A First-in-Human Phase 1 Study of Subcutaneous Outpatient Recombinant Human IL-15 (rhIL-15) in Adults with Advanced Solid Tumors.

Publication Type:

Journal Article

Source:

Clinical cancer research : an official journal of the American Association for Cancer Research, Volume 24, Issue 7, p.1525-1535 (2018)

Keywords:

Flow Cytometry Core Facility

Abstract:

PURPOSE: Preclinical data established Interleukin-15 as a homeostatic factor and powerful stimulator of NK and CD8+ T cell function, the basis for clinical testing. EXPERIMENTAL DESIGN: A first-in-human outpatient phase I dose escalation trial of subcutaneous (SC) rhIL-15 was conducted in refractory solid tumor cancer patients. Therapy consisted of daily (Monday - Friday) SC injections of rhIL-15 for two consecutive weeks (10 total doses/cycle). Clinical response was assessed by RECIST. Pharmacokinetics of rhIL-15 and immune biomarkers were evaluated. RESULTS:  Nineteen patients were treated with rhIL-15 at dose levels of 0.25, 0.5, 1, 2 and 3 mcg/kg/day. Fourteen patients completed ≥ 2 cycles of therapy that was well tolerated. One serious adverse event (SAE), grade 2 pancreatitis, required overnight hospitalization.
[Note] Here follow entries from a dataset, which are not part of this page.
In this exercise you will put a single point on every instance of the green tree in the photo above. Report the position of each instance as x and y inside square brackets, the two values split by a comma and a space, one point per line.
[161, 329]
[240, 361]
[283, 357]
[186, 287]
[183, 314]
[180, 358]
Enrollment was halted after a patient receiving 3 mcg/kg/day developed a dose limiting SAE of grade 3 cardiac chest pain associated with hypotension and increased troponin. No objective responses were observed; however, several patients had disease stabilization including a renal cell carcinoma patient who continued protocol treatment for 2 years. The treatment induced profound expansion of circulating NK cells, especially among the CD56bright subset. A proportional but less dramatic increase was found among circulating CD8+ T cells with maximal 3-fold expansion for the 2 and 3 mcg/kg patients.  Conclusions: SC rhIL-15 treatment was well tolerated, producing substantial increases in circulating NK and CD8+ T cells. This protocol establishes a safe outpatient SC rhIL-15 regimen of 2 mcg/kg/day dosing amenable to self-injection and with potential as a combination immunotherapeutic agent.